For SELECT, the extension does the following:

  1. Builds a ScanRequest with relation identity, table type, tenant context, and simple equality filters.
  2. Sends the request over gRPC.
  3. Receives Arrow IPC batches from KalamDB.
  4. arrow_to_pg::arrow_value_to_datum() materializes supported Arrow types directly into PostgreSQL datums.
  5. JSON and JSONB use PostgreSQL type-input functions so PostgreSQL sees real document datums, not plain text.
  6. Unsupported Arrow types fall back to ScalarValue::to_string().

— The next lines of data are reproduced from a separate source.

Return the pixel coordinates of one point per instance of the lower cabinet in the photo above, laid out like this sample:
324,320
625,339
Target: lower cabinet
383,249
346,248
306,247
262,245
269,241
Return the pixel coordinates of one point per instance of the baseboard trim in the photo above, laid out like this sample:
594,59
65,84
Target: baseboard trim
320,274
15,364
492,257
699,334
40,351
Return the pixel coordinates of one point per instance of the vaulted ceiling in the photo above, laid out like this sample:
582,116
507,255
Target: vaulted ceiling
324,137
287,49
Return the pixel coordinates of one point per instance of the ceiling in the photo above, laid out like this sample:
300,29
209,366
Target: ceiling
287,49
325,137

That final fallback is why logical schema support is currently broader than the stable PostgreSQL materialization surface.

6. What Is Safest Today

If you need the most predictable PostgreSQL behavior today, prefer these surfaces first:

  • BOOLEAN, SMALLINT, INTEGER, BIGINT, REAL, DOUBLE PRECISION
  • TEXT and VARCHAR
  • JSON, JSONB, and FILE as local JSONB
  • DATE, TIMESTAMP, and the timestamp-like generated TIMESTAMPTZ read path

Use extra care and validate against your target build for:

  • TIME
  • UUID
  • NUMERIC(p,s)
  • VECTOR(n) or other embedding-heavy PostgreSQL surfaces

The strongest current automated coverage in the extension repo is around JSON, JSONB, and FILE behavior. The rest of the mapping surface is primarily code-backed rather than broad end-to-end type-matrix coverage.